In 1966 McGuire recruited George Thompson from Brooklyn. Then it was Maurice Lucas from Pittsburgh, Lloyd Walton of Chicago, Earl Tatum from Mt. Vernon and in 1974 Bo Ellis and Butch Lee. Lucas led the Warriors to the 1974 final against David Thompson and N.C. State, a game the Wolfpack won 76-64. Ellis and Lee led the Warriors back to the title game three years later as seniors.  This time the result was different. 

Lee scored 19 points and was named the Final Four outstanding player though it was a subtle McGuire defensive move that slowed down Ford and Carolina's Four Corner offense. He had Bo Ellis play a one-man zone in the lane, forcing Ford to dish it off every time he tried to drive. Eventually, an Ellis blocked shot on Bruce Buckley led to a Marquette basket that turned the game around and helped the Warriors win.

***

The 30th anniversary of Marquette's national title was held earlier this month in Milwaukee. Byrne was there. So were Ellis, Lee, Rosenberger and many of the Marquette players. McGuire was not. He died of leukemia on Jan. 26, 2001, just two days before Modell's Ravens won Super Bowl XXXV in Tampa. Byrne couldn't go to the funeral because of the Super Bowl but he did visit McGuire at his hospice room in Milwaukee earlier in the season. 
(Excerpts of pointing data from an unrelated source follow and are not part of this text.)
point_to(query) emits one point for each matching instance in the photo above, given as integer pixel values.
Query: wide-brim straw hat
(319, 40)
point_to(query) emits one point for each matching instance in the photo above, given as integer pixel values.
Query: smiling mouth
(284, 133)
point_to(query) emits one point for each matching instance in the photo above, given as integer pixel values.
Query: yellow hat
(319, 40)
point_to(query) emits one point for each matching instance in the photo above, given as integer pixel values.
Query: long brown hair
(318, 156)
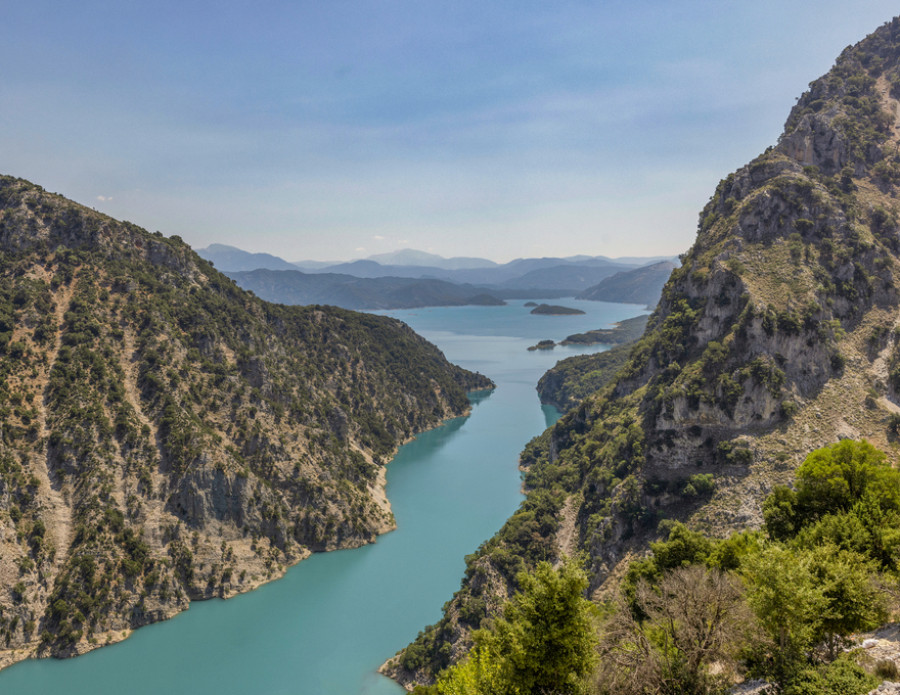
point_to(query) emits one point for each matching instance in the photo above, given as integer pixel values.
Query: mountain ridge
(168, 437)
(776, 336)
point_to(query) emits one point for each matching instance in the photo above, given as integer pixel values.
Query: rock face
(776, 336)
(166, 436)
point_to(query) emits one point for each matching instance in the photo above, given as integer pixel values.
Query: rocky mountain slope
(777, 335)
(166, 436)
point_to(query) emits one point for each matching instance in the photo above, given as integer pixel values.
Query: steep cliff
(166, 436)
(777, 335)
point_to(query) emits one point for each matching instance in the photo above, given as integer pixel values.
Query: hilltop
(168, 437)
(776, 336)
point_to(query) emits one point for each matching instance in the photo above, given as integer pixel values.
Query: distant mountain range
(638, 286)
(349, 292)
(410, 278)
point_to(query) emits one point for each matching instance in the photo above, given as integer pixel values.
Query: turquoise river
(326, 626)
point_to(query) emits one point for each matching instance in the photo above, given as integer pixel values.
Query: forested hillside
(167, 436)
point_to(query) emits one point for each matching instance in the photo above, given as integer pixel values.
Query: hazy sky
(336, 129)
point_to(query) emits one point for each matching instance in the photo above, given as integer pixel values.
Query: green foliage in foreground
(543, 643)
(699, 613)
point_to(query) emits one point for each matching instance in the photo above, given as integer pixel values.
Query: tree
(789, 602)
(694, 618)
(543, 643)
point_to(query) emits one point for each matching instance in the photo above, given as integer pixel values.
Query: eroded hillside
(167, 436)
(778, 335)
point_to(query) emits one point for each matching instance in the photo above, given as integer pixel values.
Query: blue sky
(334, 130)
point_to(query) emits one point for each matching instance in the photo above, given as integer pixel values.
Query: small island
(623, 332)
(555, 310)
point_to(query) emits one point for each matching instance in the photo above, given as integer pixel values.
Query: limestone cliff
(166, 436)
(776, 336)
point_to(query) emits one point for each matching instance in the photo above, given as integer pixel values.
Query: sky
(337, 129)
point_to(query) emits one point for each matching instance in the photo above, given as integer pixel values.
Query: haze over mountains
(778, 335)
(409, 278)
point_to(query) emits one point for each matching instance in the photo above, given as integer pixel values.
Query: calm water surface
(334, 618)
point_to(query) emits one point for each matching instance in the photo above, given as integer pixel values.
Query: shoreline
(162, 612)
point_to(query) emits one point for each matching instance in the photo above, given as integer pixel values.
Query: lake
(327, 625)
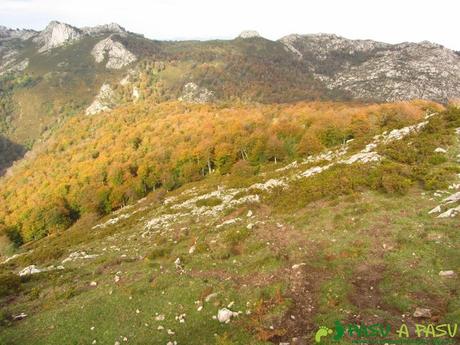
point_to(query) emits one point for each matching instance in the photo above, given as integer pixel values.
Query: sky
(391, 21)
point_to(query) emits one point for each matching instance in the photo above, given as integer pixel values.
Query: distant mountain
(380, 71)
(48, 75)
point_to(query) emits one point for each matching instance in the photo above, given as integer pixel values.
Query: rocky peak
(57, 34)
(249, 34)
(104, 101)
(193, 93)
(7, 33)
(322, 45)
(379, 71)
(112, 28)
(115, 52)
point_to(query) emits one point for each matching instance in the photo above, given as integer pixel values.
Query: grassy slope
(368, 257)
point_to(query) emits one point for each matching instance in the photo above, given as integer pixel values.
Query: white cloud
(391, 21)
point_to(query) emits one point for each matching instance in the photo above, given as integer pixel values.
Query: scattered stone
(160, 317)
(19, 316)
(32, 269)
(440, 150)
(181, 318)
(224, 315)
(296, 266)
(447, 274)
(437, 209)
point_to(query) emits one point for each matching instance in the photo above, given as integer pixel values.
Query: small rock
(448, 274)
(20, 316)
(160, 317)
(437, 209)
(210, 296)
(224, 315)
"It was the first time I ever took a day off during the season," Byrne said, "and I'm glad I did. Al taught me a lot. I learned to enjoy the moment. When we went to the Super Bowl, I made sure I looked around and saw what was happening. I made sure my wife and four kids were a part of it. I told our staff to make sure to savor it because you don't know if you'll ever get back."
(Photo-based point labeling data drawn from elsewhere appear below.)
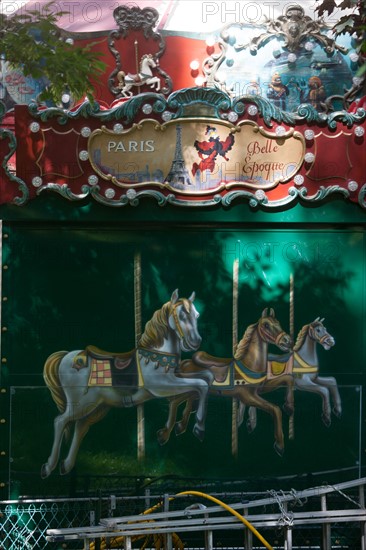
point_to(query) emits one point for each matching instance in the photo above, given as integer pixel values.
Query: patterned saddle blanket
(109, 369)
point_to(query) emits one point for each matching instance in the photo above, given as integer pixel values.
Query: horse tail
(121, 77)
(52, 379)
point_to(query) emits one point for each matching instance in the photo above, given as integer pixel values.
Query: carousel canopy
(183, 16)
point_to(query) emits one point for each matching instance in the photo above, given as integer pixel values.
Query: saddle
(135, 77)
(108, 368)
(120, 360)
(219, 366)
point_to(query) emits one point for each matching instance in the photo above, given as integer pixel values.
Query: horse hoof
(63, 470)
(279, 450)
(179, 428)
(326, 420)
(161, 437)
(44, 471)
(200, 434)
(250, 427)
(288, 409)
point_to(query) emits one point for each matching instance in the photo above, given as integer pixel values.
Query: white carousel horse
(145, 373)
(144, 76)
(248, 369)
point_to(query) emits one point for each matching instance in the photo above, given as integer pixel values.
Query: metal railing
(325, 517)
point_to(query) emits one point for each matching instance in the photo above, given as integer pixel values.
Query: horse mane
(241, 348)
(157, 329)
(301, 337)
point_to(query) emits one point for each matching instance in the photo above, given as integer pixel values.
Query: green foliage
(353, 23)
(32, 41)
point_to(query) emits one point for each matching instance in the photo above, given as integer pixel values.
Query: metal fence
(309, 519)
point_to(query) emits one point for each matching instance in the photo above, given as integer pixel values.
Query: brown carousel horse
(242, 377)
(304, 365)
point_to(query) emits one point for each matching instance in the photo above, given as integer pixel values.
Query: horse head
(147, 60)
(271, 331)
(319, 333)
(183, 321)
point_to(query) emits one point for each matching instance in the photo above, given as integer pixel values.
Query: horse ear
(174, 296)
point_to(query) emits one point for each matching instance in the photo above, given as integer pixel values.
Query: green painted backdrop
(66, 286)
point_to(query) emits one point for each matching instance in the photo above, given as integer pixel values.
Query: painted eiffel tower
(178, 175)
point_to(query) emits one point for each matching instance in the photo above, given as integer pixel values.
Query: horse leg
(200, 386)
(60, 424)
(182, 424)
(82, 426)
(81, 429)
(240, 414)
(164, 433)
(331, 383)
(252, 419)
(307, 384)
(249, 396)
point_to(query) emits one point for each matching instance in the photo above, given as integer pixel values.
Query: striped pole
(137, 307)
(234, 411)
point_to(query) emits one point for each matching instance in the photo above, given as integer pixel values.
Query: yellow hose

McGuire made it back to a few more national championship games as a broadcaster for NBC, but never as a coach. When the final horn sounded on March 28, 1977, in Atlanta, McGuire was fighting back a stream of tears that led him to leave the court suddenly and bolt to Marquette's locker room. Byrne was in hot pursuit.

"I told him he had to go back out," Byrne said, "but he said no. He said it was Hank's team now, he was done."

Eventually McGuire did rejoin the celebration, although before he did he said something Byrne has never forgotten: 

"It isn't often a kid from the street touches the silk lace."

The Master had seen the big picture again.